Today I am going to try doing this as one post so you will see names and then thoughts for them as well as thoughts for all. I would welcome your input on how this posting method works for all of you too.

Dan
1. A little smack is a good thing....as long as everyone understands that's what it is...if any of you ever feel the smack is too much please send me a private email and we will handle it that way...otherwise I think it is fun and fine.

2. Training - A comment here for all - when I comment on your training and then mention in another post what you should all be looking to do please understand I am not saying you are not training enough at all. Remember that many of you are looking at doing different length events, some multiple events, some are very new, some are experienced...that said, I am offering OPINIONS as well. All of this is advice, worth what you have paid (nothing), it is just one person's opinion. So take it for that. Please understand this forum will never take the place of actual coaching - that is provided by educated, trained, paid professionals. That said I will comment and encourage you to do more.

Here's another one for all:
I think a good sprint (actually Olympic and IM and HIM fit this pretty much too) plan includes 2 bikes, 2 runs and 2 swims a week. Strength training is important but optional (and always run then lift or bike then lift or swim then lift - I read that reduces the possibility of injury). Also know that I think it is very wise to limit increases in duration and/or intensity to 10% (approximately) per week. Therefore, if you have been jogging 3 hours per week then next week you can jog about 3:18, or another way, if you have been biking 25 miles a week, only push it up to 27.5 next week. Some of you can push this out a little more but I will tell you that as you get into higher distances and longer duration of exercise you really need to watch the expansion. Also, you might get in the habit of a short run off the bike. Your legs will wonder what the heck you are doing but it will really help. A lot of triathletes say the first part of the run is tough as your legs are moving differently all of a sudden. When I get out of spin class I immediately go to the treadmill and run 5-10 minutes and then walk a 5 minute cool down. This is called a brick workout (especially when it is a little longer than 10 minutes but it is a great start). Next, try getting out of the pool and going to the bike or treadmill for that type of brick. I also try it in different order (bike then swim, run then bike) - I think it provides a little variety and it is interesting to listen to your body reactions to the different activities.

Leston
1. Rest in the pool is good. No worries at all about the rest or the distance. Keep it up, I promise it will come.

Remember most of us are not swimmers. We have played in the water for years but for many this is the first time we are SWIMMING. Here for everyones definition page - in the pool a LENGTH is one trip down the pool lane, a LAP is the roundtrip, back to the starting point.

2. Yes I can see your log.

Pete,
You are officially a fish.
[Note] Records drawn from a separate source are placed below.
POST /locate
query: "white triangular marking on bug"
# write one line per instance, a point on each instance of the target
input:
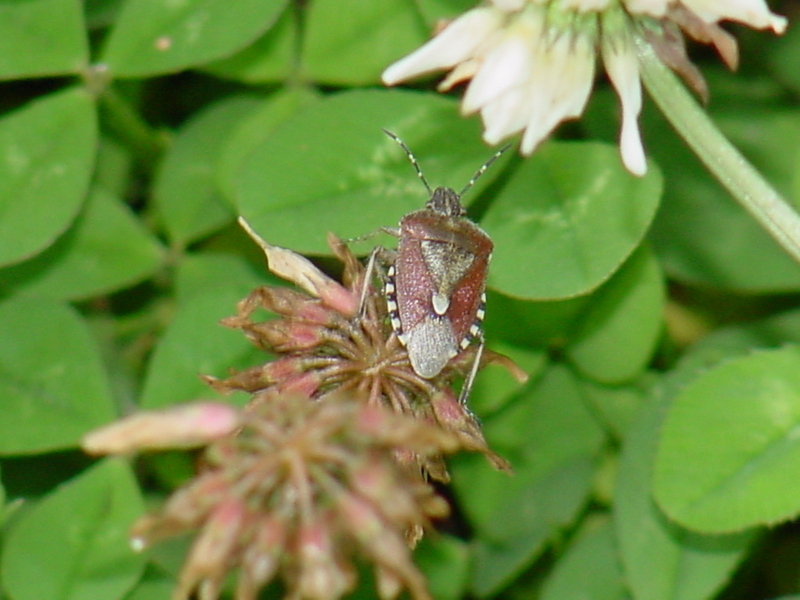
(441, 303)
(430, 346)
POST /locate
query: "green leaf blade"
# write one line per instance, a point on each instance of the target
(164, 37)
(42, 38)
(73, 544)
(106, 249)
(44, 174)
(54, 386)
(567, 219)
(729, 447)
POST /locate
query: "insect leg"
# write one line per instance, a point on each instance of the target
(476, 363)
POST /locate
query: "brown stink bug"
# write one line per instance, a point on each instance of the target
(435, 287)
I agree with Dan that your distance is excellent. Keep working it, now you might work to change a couple of those 25s to 50s....not all of them just 1, 2 or 3 if you can do it without overly exerting yourself.

Hopefully the adult swim class works well. Some masters swim programs are pretty aggressive with their yardage counts in workouts. Don't get too caught up in not being able to do 3000-4000 yard workouts if that's what they are trying to do.

By the way, everyone has a survival instinct in the water, at some level we all feel that if we keep doing this we will die. That is natural and your body reacts by "GET MY BREATHING APPARATUS ABOVE THE SURFACE!!!" That is not unusual so when you feel it understand that everyone feels it.

Dan,
10 x 25 is a great start. Great job counting strokes. The more you improve your technique
the more you will lower your stroke count.

By the way, it is a great idea to count strokes to give your brain something to do besides thinking about sinking/drowning. I count footstrikes on the run, I breathe in rhythm on the run, I count cadence on the bike (to confirm by bike computer), I sing in my head on the swim, bike and run....anything to take my mind off what I am doing....we call this disassociation - there's another definition for the glossary.

Hot Tub - Steam Room - Sauna
Careful here after a workout. Understand that your core temperature elevates as you workout, the longer the workout, the more the core temp rises....going into a hot environment after a workout can cause sickness, nausea, fainting, etc. So experiment with this and take it easy. Everyone reacts differently. Also, after the swim - and I haven't really thought this through - your body surface temp is lower than 98.6...boy it seems that pool water is cold until you swim a 50 or 100, your core temp is elevated, and then you shock your skin with heat while the sweat is trying to escape. Hmm, anyone else have thoughts here? By the way, I was shocked the first time I got out of the pool, dried off and realized I was wet again, then I realized it was sweat and was amazed....go figure, swimming can make you sweat.....by the way, I had been training in the pool a several sessions before that happened.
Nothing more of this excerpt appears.